Springdale Water Utilities Director Heath Ward, a supporter of the bill, said a wastewater utility that's having trouble meeting compliance standards, for instance, could send excess nutrients to another portion of a watershed that's well under permit limits.
Or the entity struggling to meet compliance standards could spend money on another, cheaper method of reducing pollution instead of updating its facilities or equipment, proponents said.
Such moves would be legal under House Bill 1067, as long as the organization stays below its maximum level of nutrients allowed under its permit. The bill has been sponsored by Rep. Charlie Collins, R-Fayetteville, and co-sponsored Rep. Andy Davis, R-Little Rock.
Skeptics of the bill have questioned how the trades would be tracked and measured to ensure compliance.
Ward, who is chairman of the Arkansas Wastewater Managers Association -- which has been drafting the bill since July -- said trades would be done with the supervision of the Arkansas Department of Environmental Quality's appellate body, the Pollution Control and Ecology Commission.
How any arrangements would be made and measured would be up to the agreeing parties, Ward said.
"Shutting down or curtailing wastewater alone is not going to fix a problem if nutrients are an issue," Ward said. "What if we could pool our resources and we found other projects in the watershed that would essentially help clean up the watershed more effectively and at less of a cost?"

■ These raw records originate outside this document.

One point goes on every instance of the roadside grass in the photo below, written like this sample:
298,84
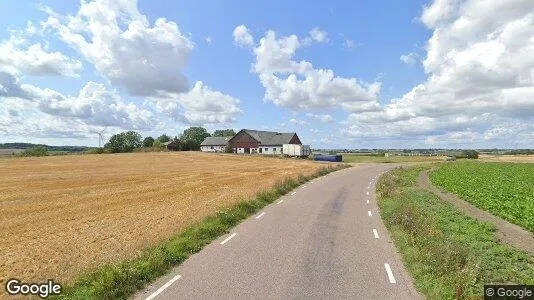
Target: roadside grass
120,280
504,189
449,254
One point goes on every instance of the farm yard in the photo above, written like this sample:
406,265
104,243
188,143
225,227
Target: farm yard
63,215
504,189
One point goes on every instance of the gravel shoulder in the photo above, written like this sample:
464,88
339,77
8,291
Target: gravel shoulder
508,233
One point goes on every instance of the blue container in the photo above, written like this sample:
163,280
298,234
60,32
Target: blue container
324,157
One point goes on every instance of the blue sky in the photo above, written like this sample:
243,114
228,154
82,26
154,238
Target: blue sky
352,74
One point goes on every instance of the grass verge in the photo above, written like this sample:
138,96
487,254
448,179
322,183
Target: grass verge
449,254
504,189
120,280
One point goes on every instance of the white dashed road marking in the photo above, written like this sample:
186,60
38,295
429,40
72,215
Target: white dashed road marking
228,238
161,289
375,233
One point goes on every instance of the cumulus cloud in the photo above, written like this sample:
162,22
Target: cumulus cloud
480,75
93,106
409,58
326,118
18,55
316,35
200,105
298,85
297,122
242,36
145,59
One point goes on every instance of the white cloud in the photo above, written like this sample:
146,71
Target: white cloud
351,44
316,35
144,59
326,118
242,36
16,56
298,85
297,122
93,106
409,59
201,105
480,75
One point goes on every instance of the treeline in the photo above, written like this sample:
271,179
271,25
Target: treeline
130,141
46,147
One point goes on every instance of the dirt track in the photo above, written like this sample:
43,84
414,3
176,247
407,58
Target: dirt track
63,215
507,232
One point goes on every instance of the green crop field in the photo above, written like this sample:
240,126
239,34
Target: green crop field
504,189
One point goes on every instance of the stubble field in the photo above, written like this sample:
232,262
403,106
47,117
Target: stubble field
63,215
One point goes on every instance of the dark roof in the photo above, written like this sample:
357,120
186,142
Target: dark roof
215,141
269,137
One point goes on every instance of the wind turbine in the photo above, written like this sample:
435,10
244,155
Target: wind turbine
100,138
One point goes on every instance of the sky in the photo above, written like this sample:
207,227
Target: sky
342,74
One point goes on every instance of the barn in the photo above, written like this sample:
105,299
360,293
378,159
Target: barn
262,142
171,146
214,143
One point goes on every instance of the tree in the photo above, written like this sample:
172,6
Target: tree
164,138
471,154
158,145
192,137
124,142
148,142
35,151
224,132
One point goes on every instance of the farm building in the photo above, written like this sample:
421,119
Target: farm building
262,142
171,146
214,143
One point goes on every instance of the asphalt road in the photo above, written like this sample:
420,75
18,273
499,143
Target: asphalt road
324,240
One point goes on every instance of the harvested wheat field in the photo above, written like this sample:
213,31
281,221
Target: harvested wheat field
62,215
508,158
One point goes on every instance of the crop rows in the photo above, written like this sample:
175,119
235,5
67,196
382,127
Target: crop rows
504,189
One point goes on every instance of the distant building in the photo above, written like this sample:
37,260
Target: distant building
262,142
214,143
171,146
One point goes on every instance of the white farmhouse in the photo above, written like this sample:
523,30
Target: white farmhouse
214,143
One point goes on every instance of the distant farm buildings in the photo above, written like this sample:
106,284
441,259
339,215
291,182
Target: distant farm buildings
215,144
171,146
253,141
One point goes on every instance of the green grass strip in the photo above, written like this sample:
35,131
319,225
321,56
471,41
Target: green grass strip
449,255
123,279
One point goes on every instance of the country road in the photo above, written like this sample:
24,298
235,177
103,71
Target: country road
325,239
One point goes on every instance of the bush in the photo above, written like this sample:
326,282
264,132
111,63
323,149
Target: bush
471,154
35,151
124,142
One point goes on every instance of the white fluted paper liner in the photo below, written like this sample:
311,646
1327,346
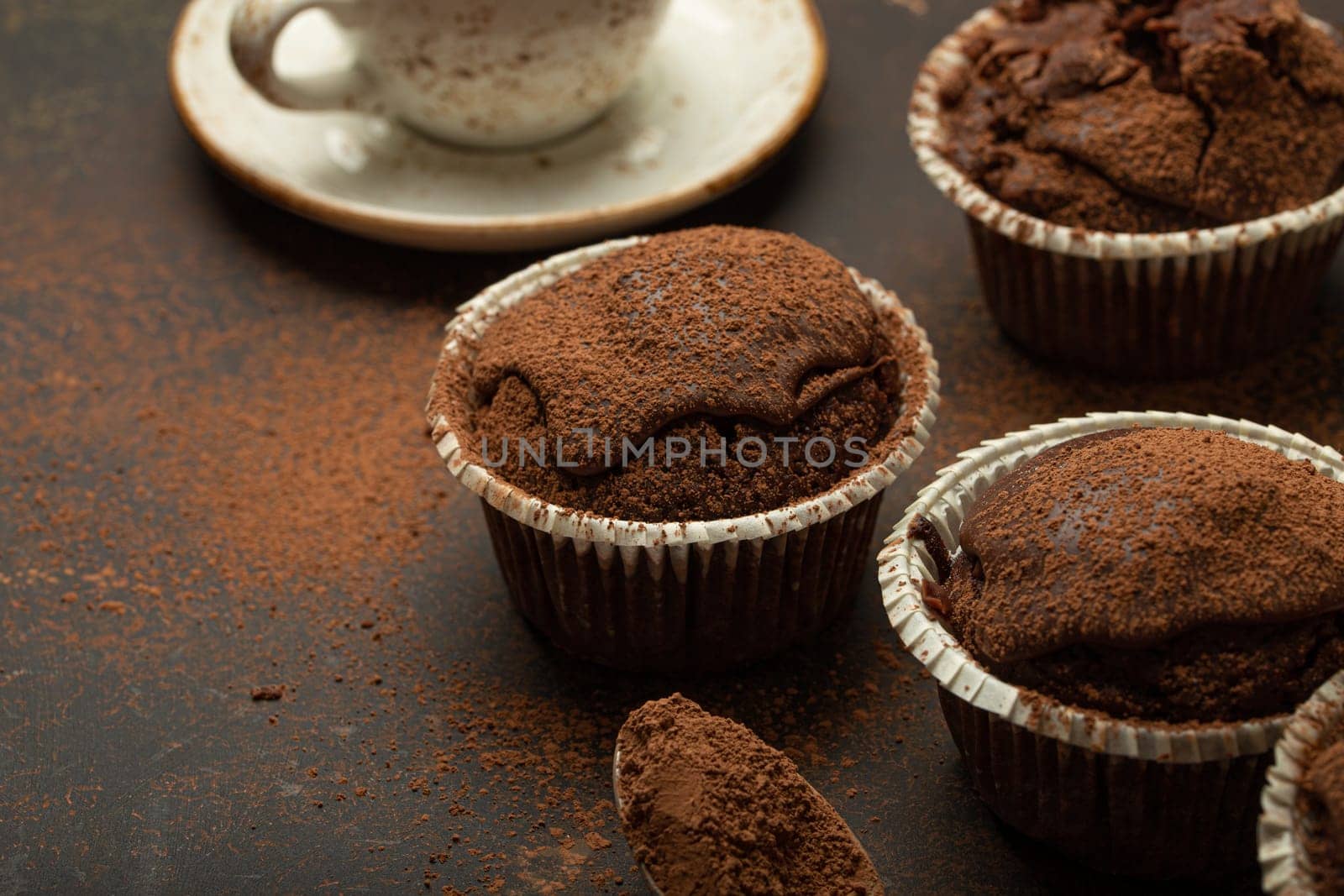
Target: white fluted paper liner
927,136
1285,867
600,574
905,564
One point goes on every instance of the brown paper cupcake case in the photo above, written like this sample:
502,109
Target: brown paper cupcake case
682,595
1144,305
1126,797
1285,867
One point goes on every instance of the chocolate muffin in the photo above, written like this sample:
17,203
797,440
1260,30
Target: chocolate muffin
1151,116
680,443
1162,574
1321,813
701,375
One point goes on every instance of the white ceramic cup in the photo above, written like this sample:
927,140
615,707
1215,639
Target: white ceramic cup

He added, "When you have a bunch of people finger-pointing, they spend a bunch of money and end up going to court."
Nutrient-trading programs already exist in some states to address specific bodies of water that have had pollution issues, including in Ohio, Indiana and Kentucky -- with a focus on the Ohio River Basin -- and Pennsylvania, Maryland and Virginia, with a focus on addressing the Chesapeake Bay Watershed.
North Carolina has established the Neuse River Compliance Association, which is a nutrient-trading group designed to meet standards on nitrogen. The Neuse River has been noted for its pollution by environmentalists opposed to hog-farm waste-disposal methods in the eastern portion of the state that they say have contributed to the problem.
Ward said no other state in Arkansas' region of the Environmental Protection Agency, which includes Louisiana, Texas, Oklahoma and New Mexico, has a nutrient-trading program.
He said that nutrient trading would be done without the same crisis situation or pressure to comply that's existed in other states, although he acknowledges a rocky history between Northwest Arkansas and Oklahoma in regard to the Illinois River Watershed.
Beaver Watershed Alliance officials are already considering ways to use the bill, if passed, to get utilities or other entities to agree to restore stream banks, the degradation of which Executive Director John Pennington said is the biggest contributor to sediment and phosphorous pollution in Beaver Lake.
As the bill is now, Pennington said it was "innovative."
Collins said the bill would allow partnerships that should be mutually beneficial as an alternative to creating regulations and "rather than a hammer being the only thing we have and a nail being the only thing we pound."
"Maybe there's a win-win-win where there's less phosphorus in the watershed, where the regulated person is spending less money ... and the landowner is benefiting because of [lower pollution]," Collins said.
At the Pollution Control and Ecology Commission meeting in January, commission members questioned elements of nutrient trading, including how trades would be monitored and measured to ensure that they were in compliance with allowed levels.
"How in the world are you going to measure ... just look up at the sky and guess?" asked Joseph Bates, an appointee from the Arkansas Department of Health, where he is deputy state health officer and chief science officer.